Habits and Affects: Learning by an Associative Two-Process

Lowe, Robert

doi:10.3390/IS4SI-2017-04113

Open AccessAbstract

Habits and Affects: Learning by an Associative Two-Process^†

by

Robert Lowe

Department of Applied IT, University of Gothenburg, 412 96 Göteborg, Sweden

^†

Presented at the IS4SI 2017 Summit DIGITALISATION FOR A SUSTAINABLE SOCIETY, Gothenburg, Sweden, 12–16 June 2017.

Proceedings 2017, 1(3), 227; https://doi.org/10.3390/IS4SI-2017-04113

Published: 9 June 2017

(This article belongs to the Proceedings of Proceedings of the IS4SI 2017 Summit DIGITALISATION FOR A SUSTAINABLE SOCIETY, Gothenburg, Sweden, 12–16 June 2017.)

Download Versions Notes

In animal learning theory, the notion of habits is frequently employed to describe instrumental behaviour that is (among others): inflexible (i.e., slow to change), unconscious, insensitive to reinforcer devaluation [1,2]. It has also been suggested that learning using reinforcement learning algorithms somewhat reflects a transition from affect-based to more habit-based behaviour [2] where dual memory systems for affective working memory and standard (e.g., spatial) working memory systems exist [3,4].

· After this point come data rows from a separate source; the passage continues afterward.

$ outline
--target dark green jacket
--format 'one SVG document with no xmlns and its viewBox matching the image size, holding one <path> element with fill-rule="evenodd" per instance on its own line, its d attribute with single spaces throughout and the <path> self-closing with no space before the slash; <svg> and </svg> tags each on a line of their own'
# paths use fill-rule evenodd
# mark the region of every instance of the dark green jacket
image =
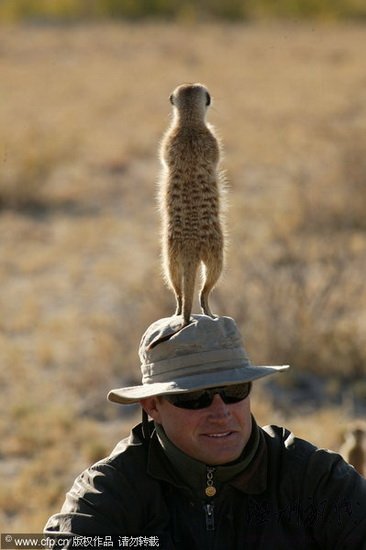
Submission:
<svg viewBox="0 0 366 550">
<path fill-rule="evenodd" d="M 259 431 L 254 459 L 208 498 L 138 425 L 76 479 L 45 533 L 157 535 L 176 550 L 366 549 L 366 480 L 284 428 Z"/>
</svg>

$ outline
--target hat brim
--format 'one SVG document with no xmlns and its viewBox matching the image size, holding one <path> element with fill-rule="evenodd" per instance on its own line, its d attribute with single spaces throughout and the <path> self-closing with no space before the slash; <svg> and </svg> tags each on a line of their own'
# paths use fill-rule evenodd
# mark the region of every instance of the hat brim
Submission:
<svg viewBox="0 0 366 550">
<path fill-rule="evenodd" d="M 289 368 L 289 365 L 280 366 L 260 366 L 246 365 L 212 372 L 210 374 L 194 374 L 191 376 L 180 377 L 171 382 L 155 382 L 142 384 L 140 386 L 129 386 L 126 388 L 116 388 L 108 393 L 109 401 L 128 405 L 138 403 L 141 399 L 154 397 L 158 395 L 168 395 L 171 393 L 184 393 L 205 388 L 214 388 L 216 386 L 230 386 L 232 384 L 241 384 L 244 382 L 253 382 L 259 378 L 276 374 Z"/>
</svg>

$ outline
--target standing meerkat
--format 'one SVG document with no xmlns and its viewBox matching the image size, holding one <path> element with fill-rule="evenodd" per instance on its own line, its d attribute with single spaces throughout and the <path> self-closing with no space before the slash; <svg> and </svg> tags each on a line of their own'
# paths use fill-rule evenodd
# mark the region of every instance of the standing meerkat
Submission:
<svg viewBox="0 0 366 550">
<path fill-rule="evenodd" d="M 340 454 L 361 475 L 365 475 L 365 429 L 358 424 L 351 427 L 346 433 L 345 442 L 340 448 Z"/>
<path fill-rule="evenodd" d="M 176 315 L 189 324 L 196 273 L 202 266 L 200 305 L 213 316 L 208 296 L 223 268 L 223 178 L 220 146 L 206 122 L 211 97 L 201 84 L 182 84 L 170 96 L 173 120 L 165 133 L 159 182 L 163 269 L 176 297 Z"/>
</svg>

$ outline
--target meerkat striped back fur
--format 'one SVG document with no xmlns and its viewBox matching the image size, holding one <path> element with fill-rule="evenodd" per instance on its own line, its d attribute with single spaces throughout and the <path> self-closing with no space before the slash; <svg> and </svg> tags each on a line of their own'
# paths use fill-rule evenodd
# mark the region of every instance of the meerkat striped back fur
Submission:
<svg viewBox="0 0 366 550">
<path fill-rule="evenodd" d="M 162 256 L 166 280 L 176 297 L 176 315 L 190 321 L 195 279 L 202 267 L 200 305 L 213 316 L 208 297 L 223 269 L 221 220 L 223 177 L 220 145 L 206 123 L 210 94 L 201 84 L 183 84 L 170 96 L 173 120 L 160 158 Z"/>
</svg>

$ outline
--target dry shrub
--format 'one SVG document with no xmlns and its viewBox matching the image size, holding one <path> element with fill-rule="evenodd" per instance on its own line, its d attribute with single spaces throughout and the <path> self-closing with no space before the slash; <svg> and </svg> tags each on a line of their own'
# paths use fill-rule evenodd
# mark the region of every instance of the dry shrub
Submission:
<svg viewBox="0 0 366 550">
<path fill-rule="evenodd" d="M 245 272 L 253 289 L 248 309 L 262 327 L 258 349 L 306 372 L 360 375 L 365 357 L 357 329 L 362 309 L 355 310 L 363 288 L 358 262 L 346 255 L 311 258 L 306 241 L 295 248 L 283 239 L 278 244 L 277 262 L 257 262 Z"/>
<path fill-rule="evenodd" d="M 50 202 L 47 184 L 75 155 L 75 144 L 31 128 L 6 143 L 0 178 L 1 209 L 39 209 Z"/>
<path fill-rule="evenodd" d="M 139 381 L 141 334 L 175 308 L 155 182 L 182 81 L 212 90 L 229 170 L 213 310 L 238 321 L 254 363 L 292 365 L 254 391 L 254 412 L 332 446 L 337 411 L 366 391 L 363 31 L 32 26 L 1 41 L 4 524 L 39 531 L 137 421 L 106 394 Z M 333 409 L 352 377 L 350 405 Z"/>
<path fill-rule="evenodd" d="M 357 130 L 332 135 L 335 149 L 323 165 L 303 167 L 294 178 L 302 233 L 350 235 L 366 229 L 366 140 Z"/>
<path fill-rule="evenodd" d="M 72 406 L 18 404 L 3 430 L 0 524 L 7 531 L 40 532 L 61 507 L 74 477 L 107 456 L 125 437 L 130 422 L 105 426 L 76 416 Z M 67 464 L 67 467 L 65 465 Z"/>
</svg>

Associative Two-Process theory has been proposed to explain phenomena emergent from differential outcomes training. In this procedure, animals (sometimes humans) are presented with stimuli/objects that uniquely identify differential outcomes, e.g., a circle stimulus precedes the presentation of a food outcome, a square stimulus precedes the presentation of a toy outcome. Outcomes are, in turn, mitigated by specific responses, e.g., press the right button to obtain the food, press the left button to obtain the toy. Manipulating these stimuli, response, outcome contingencies reveals the two types of memory, i.e., one that concerns ‘standard’ working memory of stimulus-response associations, the other that concerns ‘prospective’ memory, that stimulus-expectation-response follows in a sequence.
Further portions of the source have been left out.